I’m an attending physician in the Internal Medicine division as well as an assistant professor at Sherbrooke University in the departments of medicine and informatics. I’m also an associate researcher in the UMRS 1138 team 22.
Advanced methods relying on reference ontologies are now required to integrate the various resources necessary for today’s translational research. More specifically, these methods must support semantic interoperability between various systems, organize and structure biomedical data warehouses and relate heterogeneous data (structurally, geographically and terminologically). They must also support reasoning based on emerging semantic web techniques as well as provide a backbone or efficient and reliable decision support systems. These activities are core to translational research and so are of utmost importance for fundamental research, clinical research and ultimately patient care since those methods support information transfers between the three poles. The concept linking all of this together is the learning health system (LHS).
By representing concepts from a given domain in a formal and explicit way, ontologies allow a unified representation of heterogeneous data sources and enable semantic reasoning based on these data sources.
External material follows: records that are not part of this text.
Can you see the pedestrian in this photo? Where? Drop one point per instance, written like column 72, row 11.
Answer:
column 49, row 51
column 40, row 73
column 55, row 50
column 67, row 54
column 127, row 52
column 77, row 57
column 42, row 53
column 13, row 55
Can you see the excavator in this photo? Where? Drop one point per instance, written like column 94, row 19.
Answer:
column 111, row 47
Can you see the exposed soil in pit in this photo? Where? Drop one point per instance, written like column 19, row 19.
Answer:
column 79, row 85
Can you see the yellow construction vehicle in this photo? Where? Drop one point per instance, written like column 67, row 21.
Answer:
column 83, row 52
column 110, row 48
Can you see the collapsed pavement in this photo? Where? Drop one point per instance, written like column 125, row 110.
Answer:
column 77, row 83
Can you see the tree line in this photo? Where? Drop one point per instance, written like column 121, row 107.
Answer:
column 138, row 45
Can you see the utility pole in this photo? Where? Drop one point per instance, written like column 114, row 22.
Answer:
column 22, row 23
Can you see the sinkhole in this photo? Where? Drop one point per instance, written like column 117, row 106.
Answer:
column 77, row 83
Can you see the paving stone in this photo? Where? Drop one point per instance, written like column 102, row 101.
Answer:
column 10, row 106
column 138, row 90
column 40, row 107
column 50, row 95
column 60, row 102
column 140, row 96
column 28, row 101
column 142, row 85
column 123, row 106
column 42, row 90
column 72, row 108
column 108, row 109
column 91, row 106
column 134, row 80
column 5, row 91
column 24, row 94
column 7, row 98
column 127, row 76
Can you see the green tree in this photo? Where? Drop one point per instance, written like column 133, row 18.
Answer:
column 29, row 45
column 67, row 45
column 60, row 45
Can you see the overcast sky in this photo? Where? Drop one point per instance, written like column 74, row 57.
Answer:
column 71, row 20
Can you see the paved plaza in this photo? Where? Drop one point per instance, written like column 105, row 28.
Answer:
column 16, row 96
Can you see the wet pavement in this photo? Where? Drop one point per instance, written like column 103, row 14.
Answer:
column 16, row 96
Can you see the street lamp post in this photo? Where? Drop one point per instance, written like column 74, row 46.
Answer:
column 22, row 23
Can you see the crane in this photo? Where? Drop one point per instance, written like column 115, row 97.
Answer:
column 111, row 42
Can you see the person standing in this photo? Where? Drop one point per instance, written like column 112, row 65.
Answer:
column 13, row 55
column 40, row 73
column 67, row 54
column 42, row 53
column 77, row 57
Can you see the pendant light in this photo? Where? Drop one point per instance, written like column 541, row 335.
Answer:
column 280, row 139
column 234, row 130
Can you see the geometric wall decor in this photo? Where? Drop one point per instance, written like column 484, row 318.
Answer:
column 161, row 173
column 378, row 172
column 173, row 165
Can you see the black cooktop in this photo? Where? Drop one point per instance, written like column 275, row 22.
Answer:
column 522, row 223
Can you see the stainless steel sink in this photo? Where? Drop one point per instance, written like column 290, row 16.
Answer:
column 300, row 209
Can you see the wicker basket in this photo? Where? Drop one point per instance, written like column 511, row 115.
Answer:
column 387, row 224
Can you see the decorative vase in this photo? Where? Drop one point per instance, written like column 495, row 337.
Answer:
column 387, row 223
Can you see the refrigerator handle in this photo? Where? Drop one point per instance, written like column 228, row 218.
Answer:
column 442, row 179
We take a translational point of view when approaching our research, covering integration of various data types, including medical (patient care data), research (genomic, proteomic, but also clinical research) and patient provided data (ex fitbit). Our goal is to structure, facilitate and accelerate efficient and reliable bidirectional information streams to foster innovative discoveries.
Specialties: health and biomedical informatics, e-health, connected health, ontologies, biomedical terminologies, clinical informatics.